A few years ago my daughter attended a group run by the local Baptist church in the village where we were living at the time. They were fairly pleasant people individually, but collectively they were as mad as a box of frogs. They were, it turned out, a random collection of exes – ex-junkies, ex-pissheads, ex-wife beaters, etc. They had replaced one crutch of dependence with another and were now true believers.

Fossils are not facts in the world of the true believer, they are merely placed there by God to make us doubt. True believers are – what the rather marvellous Scottish writer Christopher Brookmyre alludes to – Unsinkable Rubber Ducks – people who still continue to believe in something despite all the evidence to the contrary.

I liked the people in Baptist group immensely. I liked them because they took me out for meals in order to convert me to their particular form of Christianity.
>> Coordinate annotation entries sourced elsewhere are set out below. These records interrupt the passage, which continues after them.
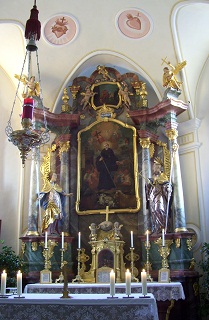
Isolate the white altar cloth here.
[0,294,158,320]
[24,282,185,301]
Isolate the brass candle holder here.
[156,238,173,269]
[40,240,57,283]
[55,248,65,283]
[155,238,173,282]
[72,248,84,283]
[145,241,153,282]
[125,247,139,282]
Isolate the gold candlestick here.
[55,248,65,283]
[155,238,173,269]
[72,248,84,283]
[145,241,153,282]
[40,240,57,283]
[125,247,139,282]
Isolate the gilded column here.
[27,148,41,236]
[166,128,187,232]
[139,137,151,232]
[59,141,70,235]
[50,142,57,173]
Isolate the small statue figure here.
[15,74,41,98]
[145,158,172,234]
[113,221,123,240]
[37,172,73,235]
[89,223,97,241]
[97,66,115,81]
[118,86,133,109]
[81,86,96,110]
[162,58,186,90]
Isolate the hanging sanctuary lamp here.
[5,1,50,167]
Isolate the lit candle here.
[110,270,115,297]
[131,231,134,248]
[17,270,22,296]
[44,231,47,249]
[22,98,34,120]
[1,270,7,296]
[141,269,147,296]
[162,229,165,247]
[62,232,64,249]
[78,232,81,249]
[146,230,149,247]
[125,269,131,296]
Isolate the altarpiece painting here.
[76,118,139,214]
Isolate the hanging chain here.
[36,50,50,144]
[36,50,47,129]
[6,51,28,135]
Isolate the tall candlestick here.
[1,270,7,296]
[44,231,47,249]
[17,270,22,296]
[125,269,131,296]
[110,270,115,296]
[62,232,64,249]
[78,232,81,249]
[146,230,149,247]
[141,269,147,296]
[162,229,165,247]
[131,231,134,248]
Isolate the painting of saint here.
[76,119,139,214]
They may have succeeded had it not been for the timely intervention of my wife who asked me if I could help her one day because she had invited five thousand of our friends round for dinner and we only had five loaves of bread and four fishes in the freezer.

I like to tell people that I had recognised the supreme silliness of believing in something that could never ever be proven, but in all honesty I have to admit that I rejected their religion because a system of belief that relates humanity to an order of existence intended to explain the meaning and origin of life in the Universe cannot be solely based on how good the Peshwari Naan and Chicken Balti is in The Golden Raj Indian Restaurant on the High Street.

But thinking about it, the real reason I didn’t buy into their religion was because of their irrational hatred for almost every other religious movement. They hated the Mormons, the Muslims, the Seventh Day Evangelists, the Lutherans, the Anglicans, the Anabaptists, the Pentecostalists, the Adventists, the Quakers, the Amish, the Methodists, the Calvinists, the Budhists, the Hindus, the Presbyterians and especially the Catholics. They even hated the other Baptist Church in the village because it didn’t follow their strict guidelines.

Now that is a lot of hate. As I said before I am an atheist, but I don’t hate any group of people because they have different ideals to mine. In fact there are only two things in life that I genuinely hate and they are gooseberries and tripe.

Three if you count Downton Abbey.

And there was me thinking that religion was all about love.

But I’m digressing. Let’s get back to that letter.

The editor of The Marham News took the letter from me and said “I’ll photocopy this idiot’s letter and give you a copy. I’m going to print it but I want you to write a reply, which I will publish alongside it in next month’s issue.”

“I’m not going to apologise,” I said.

“I don’t want you to apologise. I just want a balanced view.”


My reply went something like this,

Dear Cpl Wankstain,

I read your letter with interest and I have taken on board all of your comments about the episode of They Came From Outer Space that appeared in the December issue of The Marham News.

Whilst I sympathise with your views I can’t help thinking that if God does exist (as you believe he does) and He created us in His image then it must be logical to assume that He has a sense of humour and the ability to laugh at Himself.


Steve Mitchell

I never heard any more from him after my letter appeared next to his in the December issue of The Marham News.

Maybe – like a good Christian – he forgave me.